The parties’ CBA explicitly gave the company the exclusive right to assign employees, to discipline employees and to issue, amend, and revise reasonable rules and policies related to the right to discipline. The union argued the CBA did not contain a “clear and unmistakable” waiver of their right to bargain over the revised and newly-implemented work policies. The Board majority decided, however, to overturn its “clear and unmistakable” precedential standard and instead adopt the “contract coverage” (or “covered by the contract”) standard.

Board Explains How the Contract Coverage Standard Will Be Applied

Under the “contract coverage” (or “covered by the contract”) standard, “the NLRB will examine the plain language of the collective-bargaining agreement to determine whether action taken by an employer was within the compass or scope of contractual language granting the employer the right to act unilaterally.” The Board further elaborated that it “will give effect to the plain meaning of the relevant contractual language, applying ordinary principles of contract interpretation.” In other words, the Board (and other members of the NLRB) will review a CBA like any other contract and no longer “require that the agreement specifically mention, refer to or address the employer decision at issue.”

The Board was careful to note however that an employer’s authority under the management rights clause is subordinate to the restrictions embodied within the specific CBA provisions. The Board provided the following example to make this point: “[I]f an agreement contained a matrix of progressive discipline for safety violations that must be followed, the general contractual right to revise existing policies would not privilege the employer to dispense with progressive discipline for safety violations.”

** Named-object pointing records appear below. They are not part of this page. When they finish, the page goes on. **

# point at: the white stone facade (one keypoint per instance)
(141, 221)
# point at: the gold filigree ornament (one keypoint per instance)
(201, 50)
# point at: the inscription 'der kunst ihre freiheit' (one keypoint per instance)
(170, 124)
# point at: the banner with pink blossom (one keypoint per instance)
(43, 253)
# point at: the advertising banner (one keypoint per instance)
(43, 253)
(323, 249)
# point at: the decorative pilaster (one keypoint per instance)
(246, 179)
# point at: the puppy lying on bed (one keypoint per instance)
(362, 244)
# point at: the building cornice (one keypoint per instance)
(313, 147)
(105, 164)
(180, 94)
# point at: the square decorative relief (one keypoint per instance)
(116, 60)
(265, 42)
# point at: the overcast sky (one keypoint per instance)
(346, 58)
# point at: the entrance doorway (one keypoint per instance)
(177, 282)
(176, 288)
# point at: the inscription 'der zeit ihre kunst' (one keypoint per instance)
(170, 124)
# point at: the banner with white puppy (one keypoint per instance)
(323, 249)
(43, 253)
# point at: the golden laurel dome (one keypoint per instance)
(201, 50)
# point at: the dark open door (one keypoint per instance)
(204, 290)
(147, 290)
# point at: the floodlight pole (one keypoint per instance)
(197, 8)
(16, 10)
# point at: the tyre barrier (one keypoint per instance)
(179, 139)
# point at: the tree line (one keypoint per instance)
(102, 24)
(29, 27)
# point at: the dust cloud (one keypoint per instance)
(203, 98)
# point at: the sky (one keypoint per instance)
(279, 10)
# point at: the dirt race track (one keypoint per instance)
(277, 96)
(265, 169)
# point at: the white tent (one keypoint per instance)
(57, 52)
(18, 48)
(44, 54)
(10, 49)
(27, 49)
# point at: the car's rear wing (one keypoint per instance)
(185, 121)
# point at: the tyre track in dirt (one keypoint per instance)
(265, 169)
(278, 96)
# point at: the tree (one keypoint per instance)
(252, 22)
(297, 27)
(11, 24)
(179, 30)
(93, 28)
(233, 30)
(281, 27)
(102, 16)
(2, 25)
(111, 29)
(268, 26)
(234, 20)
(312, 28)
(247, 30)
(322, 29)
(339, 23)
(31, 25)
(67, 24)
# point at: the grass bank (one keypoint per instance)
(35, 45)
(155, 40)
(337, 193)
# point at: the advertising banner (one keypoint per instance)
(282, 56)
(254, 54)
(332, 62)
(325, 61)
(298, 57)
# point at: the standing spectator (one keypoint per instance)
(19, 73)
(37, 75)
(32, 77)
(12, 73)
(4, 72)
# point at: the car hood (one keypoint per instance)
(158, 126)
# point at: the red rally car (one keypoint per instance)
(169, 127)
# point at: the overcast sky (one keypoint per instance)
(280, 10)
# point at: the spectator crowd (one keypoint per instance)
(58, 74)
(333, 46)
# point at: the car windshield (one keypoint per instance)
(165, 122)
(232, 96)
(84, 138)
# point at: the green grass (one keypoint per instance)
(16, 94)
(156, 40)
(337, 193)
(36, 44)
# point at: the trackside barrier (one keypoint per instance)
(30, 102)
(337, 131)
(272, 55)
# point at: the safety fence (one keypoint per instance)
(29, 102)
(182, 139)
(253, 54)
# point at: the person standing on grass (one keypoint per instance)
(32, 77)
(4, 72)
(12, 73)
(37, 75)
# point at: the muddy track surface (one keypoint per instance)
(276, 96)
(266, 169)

Impact Moving Forward and Unanswered Questions

The Board’s decision will likely reduce union tendencies to bypass arbitration and go straight to the NLRB with unilateral-change complaints. This is because the old waiver standard meant the employer was presumed to not have been authorized to make the unilateral change (i.e., employers always bore the burden of proving they were authorized to unilaterally act). At the same time, unions are now more likely to vigorously pursue grievances and seek to arbitrate unilateral-change allegations. Yet, the resulting trade-off seems to strongly favor employers since: (a) the grievance and arbitration process is less burdensome in terms of time and money, as well as more informal and efficient; (b) interpretations of the CBA will now be more uniform as the three main dispute resolution forums (NLRB, arbitrator, and federal court) will all apply nearly identical “contract coverage” standards; and (c) employers will now have more certainty in making unilateral work rule and policy modifications.

Looking more long term, employers should expect unions will be more likely to aggressively pursue highly-specified contract provisions in successor contract negotiations, as well as oppose broadly-worded or lengthy management rights clauses. As a result, employers should expect to spend more time bargaining over successor agreements and, for some, operating without an agreement in place for extended periods of time.

Finally, the Board did not address how its decision impacts an employer’s duty to bargain over the effects of an otherwise authorized unilateral employer action (i.e., “effect bargaining”). As such, private sector unionized employers are strongly encouraged to consult with their labor counsel before responding to union demands for effects bargaining (not to mention before unilaterally implementing new or revised work policies).